GoogleCodeExporter commented 9 years ago
Hey, that's me. But you people seem to have already solved the problem :)

oauth-php checks for http/https apparently for security. It makes some sense to 
avoid "file://", but clearly support for other protocols should be there. Lines 
784-793 are the only ones that need change, yeah.

I'm trying to devise a way to allow other protocols in the API... I think 
something in $params is the only clean choice. Any suggestions?

Original comment by brunobg%...@gtempaccount.com on 12 Jul 2010 at 8:17

GoogleCodeExporter commented 9 years ago
Well android lets you set custom url handlers and this is what most people are 
using to receive the oAuth callback to avoid oob. I can set my android app to 
handle X:// or blah:// in fact anything-i-like:// and receive the oAuth 
callback direct to the app, parse the result etc.

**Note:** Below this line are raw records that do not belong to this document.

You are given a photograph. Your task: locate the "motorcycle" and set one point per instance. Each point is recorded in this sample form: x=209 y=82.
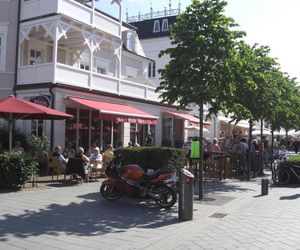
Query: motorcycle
x=131 y=180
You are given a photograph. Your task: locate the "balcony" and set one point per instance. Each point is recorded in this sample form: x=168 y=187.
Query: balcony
x=71 y=9
x=45 y=73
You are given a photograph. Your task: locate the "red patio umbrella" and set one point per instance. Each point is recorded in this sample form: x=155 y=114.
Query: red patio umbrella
x=12 y=109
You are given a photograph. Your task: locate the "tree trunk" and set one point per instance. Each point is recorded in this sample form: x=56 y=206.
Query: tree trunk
x=200 y=174
x=261 y=163
x=249 y=152
x=286 y=138
x=272 y=148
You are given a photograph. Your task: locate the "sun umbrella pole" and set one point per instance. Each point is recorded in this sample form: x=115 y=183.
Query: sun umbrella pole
x=10 y=121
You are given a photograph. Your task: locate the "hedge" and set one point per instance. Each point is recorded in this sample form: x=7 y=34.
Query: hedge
x=153 y=157
x=295 y=159
x=16 y=169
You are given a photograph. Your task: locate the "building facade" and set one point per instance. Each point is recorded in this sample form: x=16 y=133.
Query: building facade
x=72 y=57
x=154 y=34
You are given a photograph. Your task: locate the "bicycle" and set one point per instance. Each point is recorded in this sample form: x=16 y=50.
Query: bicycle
x=283 y=173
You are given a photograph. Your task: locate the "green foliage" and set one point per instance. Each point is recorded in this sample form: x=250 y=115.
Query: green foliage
x=254 y=89
x=16 y=169
x=199 y=70
x=294 y=159
x=4 y=138
x=153 y=157
x=39 y=144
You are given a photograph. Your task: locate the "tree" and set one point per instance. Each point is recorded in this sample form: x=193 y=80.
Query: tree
x=199 y=69
x=254 y=87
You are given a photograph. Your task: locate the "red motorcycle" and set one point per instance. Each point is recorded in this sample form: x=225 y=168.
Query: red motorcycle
x=131 y=180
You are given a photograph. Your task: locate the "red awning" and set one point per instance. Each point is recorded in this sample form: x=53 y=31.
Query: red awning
x=117 y=112
x=192 y=119
x=12 y=108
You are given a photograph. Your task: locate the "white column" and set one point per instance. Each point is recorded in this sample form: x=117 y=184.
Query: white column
x=91 y=69
x=101 y=134
x=112 y=133
x=93 y=14
x=90 y=127
x=54 y=52
x=77 y=129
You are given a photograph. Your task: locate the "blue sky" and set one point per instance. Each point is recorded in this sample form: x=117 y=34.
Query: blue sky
x=267 y=22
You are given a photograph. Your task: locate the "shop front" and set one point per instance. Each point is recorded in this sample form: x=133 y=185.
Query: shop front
x=176 y=127
x=102 y=123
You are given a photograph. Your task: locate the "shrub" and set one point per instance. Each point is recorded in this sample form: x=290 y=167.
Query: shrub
x=16 y=169
x=153 y=157
x=17 y=136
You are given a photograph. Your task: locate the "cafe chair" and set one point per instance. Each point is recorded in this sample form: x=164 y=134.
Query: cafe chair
x=96 y=171
x=211 y=169
x=54 y=168
x=75 y=167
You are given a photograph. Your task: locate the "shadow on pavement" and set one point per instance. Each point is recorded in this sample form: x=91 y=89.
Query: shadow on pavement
x=91 y=217
x=291 y=197
x=214 y=187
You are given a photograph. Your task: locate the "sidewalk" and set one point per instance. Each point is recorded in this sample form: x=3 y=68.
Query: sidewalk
x=233 y=215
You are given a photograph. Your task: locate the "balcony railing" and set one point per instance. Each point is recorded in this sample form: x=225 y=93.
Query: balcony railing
x=42 y=73
x=77 y=11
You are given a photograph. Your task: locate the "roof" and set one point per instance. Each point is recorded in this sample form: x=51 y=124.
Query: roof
x=145 y=27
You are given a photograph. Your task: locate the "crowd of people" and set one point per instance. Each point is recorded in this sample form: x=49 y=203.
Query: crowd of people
x=233 y=145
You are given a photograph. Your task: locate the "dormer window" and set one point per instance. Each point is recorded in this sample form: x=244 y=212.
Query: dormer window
x=165 y=25
x=156 y=26
x=131 y=43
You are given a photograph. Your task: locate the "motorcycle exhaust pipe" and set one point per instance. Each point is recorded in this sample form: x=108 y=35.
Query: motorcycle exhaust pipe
x=153 y=196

What we could do is have some form of config flag that enforces the callback 
url to be that which is specified in the oauth_server_registry table (this may 
already be possible *shrug*) otherwise disallow any potentially harmful 
callback formats. 

But then if the oauth provider or consumer is really being malicious what are 
we allowing them access right ;)

Original comment by pyhubltd on 12 Jul 2010 at 8:37

GoogleCodeExporter commented 9 years ago
Yes, for default the OAuth Server Library should work for all schemes. But a 
configuration parameter to allowed/disallowed some schemes would be nice.
Excessive security should be the option and flexibility the standard. ;o) OAuth 
2.0 tries this too.

Original comment by fiedler....@gmail.com on 12 Jul 2010 at 9:45

GoogleCodeExporter commented 9 years ago
So I got a bit bored and had a look at this, attached is diff with some changes 
to oAuthServer.php

I have added an options array to the constructor and at the moment it looks for 
and parses allowed_uri_schemes and disallowed_uri_schemes

e.g. Allow only http and https
$options = array(
    'authorised_uri_schemes' => array('http', 'https'),
    'disallowed_uri_schemes' => array()
);

e.g. Disallow callto, mailto and file
$options = array(
    'authorised_uri_schemes' => array(),
    'disallowed_uri_schemes' => array('callto', 'mailto', 'file')
);

e.g. Allow everything
$options = array(
    'authorised_uri_schemes' => array(),
    'disallowed_uri_schemes' => array()
);

default: same as current config allow only http and https

To create the server object:
$server = new OAuthServer($uri = null, $method = null, $params = null, $store, 
$store_options, $options);

Something like that anyway.

Original comment by pyhubltd on 13 Jul 2010 at 1:38

Attachments:

GoogleCodeExporter commented 9 years ago
duhhhh thats allowed_uri_schemes, not authorized_uri_schemes as i put in the 
examples.

Original comment by pyhubltd on 13 Jul 2010 at 1:39

GoogleCodeExporter commented 9 years ago
Patched and commited to r137. Thanks!